What do you guys think ? Iddling works for you or if it’s not pen and paper time it’s just lost time ?
[The actual number of days given in my exemple isn’t really the point as products varies greatly in complexity and deliverables varies too. Is there Research ? Mood boards ? Concepts boards ? Established brand identity or not ? Many options, few options, “give us your single best proposal” ? Modeling ? Rendering ? I know you were asking for a certain phase and in my example they have to deliver more]
I think your client’s decisions will dictate the scope of each project. Do they have a brand identity established? Can they envision the final concept? That being said I still haven’t seen this phase take less than 8 hrs.
I think the key mistake in your question is the word “styling” - I pretty sure I know what you meant, but of course you can’t categorize what we do as styling, it’s one dirty word in my design world experience. We do problem-solving in every sense of the word, including making whatever we’re designing beautiful, also in every sense of the word. And there is simply no way to ever put even a rough time estimate on concept ideation/refinement, due to the very nature of such creative process. Budget and deadline constraints dictate when you’ve got to get it done - and of course in the real world there’s virtually never enough time allocated for design.
If the budget was low I would still give them the best thing of whatever it was I was making that I could.

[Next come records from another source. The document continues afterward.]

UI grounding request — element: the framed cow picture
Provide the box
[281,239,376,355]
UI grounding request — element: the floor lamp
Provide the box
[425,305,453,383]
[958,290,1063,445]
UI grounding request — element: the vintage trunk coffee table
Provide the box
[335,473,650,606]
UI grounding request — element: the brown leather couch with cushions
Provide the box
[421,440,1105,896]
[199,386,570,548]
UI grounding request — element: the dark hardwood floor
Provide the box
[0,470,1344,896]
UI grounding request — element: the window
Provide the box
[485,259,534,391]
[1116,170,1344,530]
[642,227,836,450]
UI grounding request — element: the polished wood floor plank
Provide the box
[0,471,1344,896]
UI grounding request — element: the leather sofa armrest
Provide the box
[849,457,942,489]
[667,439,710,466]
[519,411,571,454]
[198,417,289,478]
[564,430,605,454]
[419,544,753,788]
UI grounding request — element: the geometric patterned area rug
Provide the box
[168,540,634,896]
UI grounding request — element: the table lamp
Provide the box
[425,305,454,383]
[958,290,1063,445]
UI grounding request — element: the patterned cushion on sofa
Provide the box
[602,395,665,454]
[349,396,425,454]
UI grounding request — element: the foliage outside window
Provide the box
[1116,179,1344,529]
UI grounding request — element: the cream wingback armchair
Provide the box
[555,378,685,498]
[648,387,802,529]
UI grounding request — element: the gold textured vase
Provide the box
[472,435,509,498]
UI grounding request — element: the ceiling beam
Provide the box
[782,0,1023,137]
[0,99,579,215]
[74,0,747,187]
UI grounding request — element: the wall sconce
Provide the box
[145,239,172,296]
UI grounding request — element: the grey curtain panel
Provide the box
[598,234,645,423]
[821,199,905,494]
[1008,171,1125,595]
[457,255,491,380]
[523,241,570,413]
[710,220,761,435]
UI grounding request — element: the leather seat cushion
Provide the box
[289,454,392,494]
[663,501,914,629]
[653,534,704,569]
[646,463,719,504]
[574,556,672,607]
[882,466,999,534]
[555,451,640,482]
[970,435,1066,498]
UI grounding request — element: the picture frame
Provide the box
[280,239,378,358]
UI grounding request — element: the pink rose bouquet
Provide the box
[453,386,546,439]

That is sort of our job. I’m not trying to flame your method, but I just disagree. Maybe I’m reading it all wrong.
I’ll try to be more clear, but I am not the most eloquent writer.
I run a business which is based on billable hours. I make a recommendation to the potential client on what it takes to complete a project with a proposal. That proposal is very clear on goal, objectives and deliverables. That budget = time x rate. Some clients accept it, some have limited budgets and may need to cut in some areas. I always accomodate the client, but the amount of time spent on any given project is directly proportional to the budget. That is just good business.
My projects are rarely, if not never, only a styling exercise. Most, if not all, include primary & secondary reasearch, strategy development, and product development. All of my clients expect innovation. That innovation rarely comes from styling alone and mostly comes from user experience and strategy. I am fully aware that styling enhances the user experience, but so do a lot of other factors and all get a thorough exploration based on the amount of time budgeted. Again, I consider that good business.
Are you suggesting I should give my clients free work? On some cases, I do. But they are few and far between.